Sie haben vor elf Jahren den Schritt in die Selbstständigkeit gewagt. Was waren Ihre Beweggründe und was waren die größten Herausforderungen, die Sie in der Anfangszeit zu meistern hatten?
Nach weit über zehn Jahren in verschiedenen Banken, zuletzt als Vorstand, wollte ich eigener Herr im Haus sein. Die Organisation und Strukturierung eines neuen Geschäftes im Finanzsektor ist nicht so einfach in der Umsetzung. Man braucht nicht nur eine Geschäftsidee, sondern auch viele Überlegungen bezüglich der Verwirklichung und – das ist besonders wichtig – gute Mitarbeiter.

Ihre Fonds investieren hauptsächlich in Unternehmensanleihen, die Aktienquote ist recht übersichtlich, Sie wollen dem Anleger hohe Schwankungsrisiken ersparen. Sind Sie auch persönlich eher der defensive Typ?
Ja, natürlich! Wenn ich mir nicht sicher bin, ob ich eine Investition tätigen soll, sage ich lieber "Nein!" und halte Kasse.

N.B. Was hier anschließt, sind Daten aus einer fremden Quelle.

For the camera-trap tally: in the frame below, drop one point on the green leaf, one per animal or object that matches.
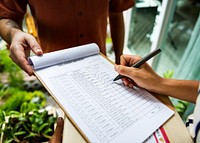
(20, 133)
(2, 116)
(43, 126)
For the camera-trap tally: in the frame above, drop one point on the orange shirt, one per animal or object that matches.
(66, 23)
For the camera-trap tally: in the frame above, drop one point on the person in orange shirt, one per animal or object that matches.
(61, 24)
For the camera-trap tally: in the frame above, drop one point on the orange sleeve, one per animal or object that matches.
(120, 5)
(13, 9)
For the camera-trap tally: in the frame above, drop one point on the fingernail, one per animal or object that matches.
(116, 67)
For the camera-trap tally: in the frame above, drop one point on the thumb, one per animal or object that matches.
(57, 136)
(35, 47)
(125, 71)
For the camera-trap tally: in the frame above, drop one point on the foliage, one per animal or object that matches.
(168, 74)
(21, 119)
(15, 76)
(180, 105)
(29, 125)
(13, 98)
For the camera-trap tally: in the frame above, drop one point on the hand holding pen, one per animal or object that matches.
(141, 61)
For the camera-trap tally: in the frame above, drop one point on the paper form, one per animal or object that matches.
(105, 111)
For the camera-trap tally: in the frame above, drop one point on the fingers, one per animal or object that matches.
(17, 54)
(34, 46)
(128, 60)
(20, 48)
(57, 136)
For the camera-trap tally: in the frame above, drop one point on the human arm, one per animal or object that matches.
(147, 78)
(116, 20)
(20, 43)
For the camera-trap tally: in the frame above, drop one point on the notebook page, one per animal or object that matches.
(61, 56)
(105, 111)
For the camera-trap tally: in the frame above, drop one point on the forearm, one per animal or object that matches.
(117, 32)
(182, 89)
(7, 29)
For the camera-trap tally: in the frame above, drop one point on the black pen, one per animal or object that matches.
(141, 62)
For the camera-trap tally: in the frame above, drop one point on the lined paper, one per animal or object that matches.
(104, 111)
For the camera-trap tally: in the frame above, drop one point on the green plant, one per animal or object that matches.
(29, 125)
(180, 105)
(22, 114)
(12, 98)
(15, 76)
(168, 74)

Stichwort „Risiko“: Die Zeiten werden allgemein unsicherer. Der Euro steht vor harten Bewährungsproben, in den EU-Staaten wächst der Schuldenberg, viele Bürger fürchten sich vor Inflation. Worauf sollten sich Anleger Ihrer Meinung nach einstellen?
Die fundamentale Lage der Wirtschaft, vor allem in den USA und Europa, ist katastrophal. Es wird unglaublich viel Geld ins System gepumpt, ohne Rücksicht auf Verluste. Damit verschärft man aber die Probleme im Ergebnis. In den USA und teilweise auch in Europa befürchtet man eher eine Deflation als eine Inflation. Das sehe ich anders. Im Fall der USA mag die inflationäre Politik ja noch verständlich sein: Wenn die Deflation kommt, drückt das auf die Löhne, und das wiederum bringt höhere Ausfallraten bei den „Häuslebauer-Krediten“. Das ist das Schlimmste, was die Amerikaner zu befürchten haben. Ich bin insgesamt skeptisch bezüglich der Erfolgsaussichten, vor allem in Europa. Bei so viel Geld im Kreislauf wird einiges davon zwangsläufig falsch allokiert. Und am Ende des Tages wird die Rechnung doppelt und dreifach bezahlt. Viele tun heute so, als ob die Liquiditätsschwemme kein Risiko für die Realwirtschaft darstellt. Das ist sträflich, denn in vier, fünf Jahren werden die Probleme von heute nicht mehr zu ignorieren sein: Das Wachstum ist extrem niedrig, die Jugendarbeitslosigkeit ist sehr hoch, die Ausbildung ist schlecht, Arbeitsplätze gehen verloren, und die Alterspyramide verschiebt sich immer weiter. Europa hat gewaltige Probleme.

Herr Pesarini, vielen Dank für das Gespräch!